While the final character of the Unmanned Carrier Launched Surveillance and Strike (UCLASS) is still being developed, Mabus said whatever the outcome it would likely not possess the autonomous deep strike capability into contested areas the service ultimately will require.
“What we currently think it won’t be able to do is in the current [request for proposal] we’re looking at, is to do autonomous contested strike,” Mabus told reporters following an address at the U.S Naval Academy (USNA).
“What we’re looking at UCLASS is to be the bridge between manned systems and completely autonomous unmanned strike — which will be sometime in the 2020s — to develop that program using UCLASS to get us there.”
The final Navy requirements for UCLASS’ air segment are contingent upon the findings of a Department of Defense UAV strategic program review (SPR, pronounced spear), which will be finalized later this year.

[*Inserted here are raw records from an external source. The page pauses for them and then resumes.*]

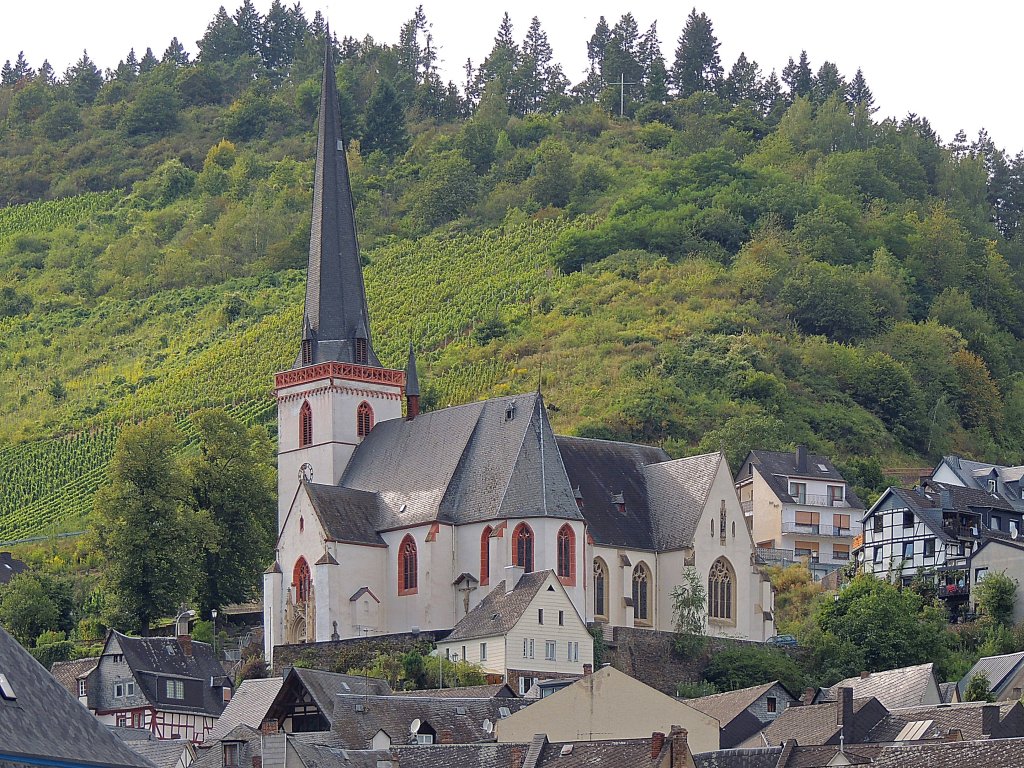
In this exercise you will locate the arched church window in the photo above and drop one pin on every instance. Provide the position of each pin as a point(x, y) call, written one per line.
point(522, 547)
point(566, 555)
point(485, 556)
point(721, 591)
point(600, 588)
point(641, 593)
point(407, 566)
point(364, 419)
point(305, 425)
point(302, 581)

UCLASS has been among the service’s most hotly debated acquisition programs in recent memory. The majority of the naval aviation establishment is pushing for a high endurance aircraft that would be primarily a carrier-based information, surveillance and reconnaissance (ISR) platform with a light strike capability while some members in Congress and experts outside the Navy are pushing for a heavily armed stealthy penetrating strike aircraft.
“UCLASS can do a lot of stuff we still don’t know everything it can do because we haven’t put out the RFP yet, we don’t know what exactly industry can give us,” Mabus said.
“But UCLASS can certainly do ISR, UCLASS can certainly do refueling, we just proved that.”
The Navy has plans to introduce UCLASS to the fleet by 2022 to 2023
While Mabus said UCLASS might not be the penetrating strike aircraft some advocates are hoping for, the Navy will ultimately need an autonomous strike platform.
“We have to moved to unmanned. That’s the future,” he said in response to a question from an USNA midshipman.
“Not just ISR, not just refueling but strike.”
Mabus did not specify if the autonomous deep strike capability would be developed in a program before the service’s planned Boeing F/A-18E/F Super Hornet replacement program — F/A-XX.
“I don’t know exactly what program it will fall under, but whatever F/A-XX looks like it should be unmanned,” he said.
Next year, the service will start the Analysis of Alternatives for F/A-XX in conjunction with the Air Force’s F-X program.
Last month, Mabus predicted the Lockheed Martin F-35 Lighting II Joint Strike Fighter (JSF) “almost certainly will be, the last manned strike fighter aircraft the Department of the Navy will ever buy or fly,” he said in address at the Navy League’s 2015 Sea-Air-Space Exposition.
In the same speech he announced the creation a new deputy assistant secretary of the Navy for unmanned systems and a new Navy staff position — alongside warfare directorates like surface and air warfare — N-99.
“Unmanned systems, particularly autonomous ones, have to be the new normal in ever-increasing areas,” Mabus said in April.